At long last, a new recipe. This one has been a hit with everyone in the family each time I’ve made it, which means it definitely deserves to be included here.  Miles’s favourite part is the apricots – he’s such a fruititarian! He was also pretty into the chickpeas last night, which made me happy since he tends to ignore meat.

This particular version of a tagine is made more like a stew, with the couscous cooked right in with the rest of the ingredients. It also uses pearl couscous, which is quite a lot larger than the kind of couscous you usually see. We were first introduced to pearl couscous a number of years ago by the owner of a small Middle Eastern grocery store in Victoria. My mum was making a fabulous dish using a spice blend called ras el hanout, and the owner suggested that pearl couscous would work nicely in place of the smaller kind. It used to be hard to find, but seems to be getting more popular, so it’s worth looking for.

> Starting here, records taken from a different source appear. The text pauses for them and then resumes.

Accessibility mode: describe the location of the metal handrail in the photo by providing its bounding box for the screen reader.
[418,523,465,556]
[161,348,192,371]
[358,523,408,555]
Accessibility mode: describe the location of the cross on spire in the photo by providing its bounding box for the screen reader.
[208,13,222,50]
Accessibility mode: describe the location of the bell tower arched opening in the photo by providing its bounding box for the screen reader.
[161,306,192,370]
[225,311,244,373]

Chickpea Tagine (Adapted from Mark Bittman)

  • 2 Tbsp olive oil
  • 1/2 onion, diced (more if you like and you aren’t married to James)
  • 2 cloves garlic, minced
  • 2 Tbsp ginger, peeled and minced (less if you don’t love ginger the way we do)
  • 1 1/2 tsp ground cumin
  • 2 tsp ground turmeric
  • 2 cinnamon sticks
  • 1/3 – 1/2 cup chopped dried apricots (or dates or raisins, or a combination)
  • 1 14 oz tin of whole tomatoes, drained
  • 1 1/2 – 2 cups vegetable or chicken stock or water
  • 1 tin chickpeas
  • 2 medium carrots, cut into bite sized pieces
  • 1/2 head cauliflower, broken into small florets
  • 1 cup pearl couscous

Heat the oil in a large saucepan, and cook the onion until softened, about 5 minutes. Add the garlic, ginger, cumin, turmeric and cinnamon and cook 2 minutes more. Add the dried fruit, tomatoes, 1 1/2 cups of stock, chickpeas and carrots, and bring to a boil. Reduce heat to simmer, cover, and cook about 5 minutes. Add the cauliflower and couscous, cover again and cook for 10-15 minutes until the couscous is cooked. You may need to add the remaining 1/2 cup of stock, although I usually don’t.  Season with salt and pepper to taste. Makes 4-6 (adult) servings.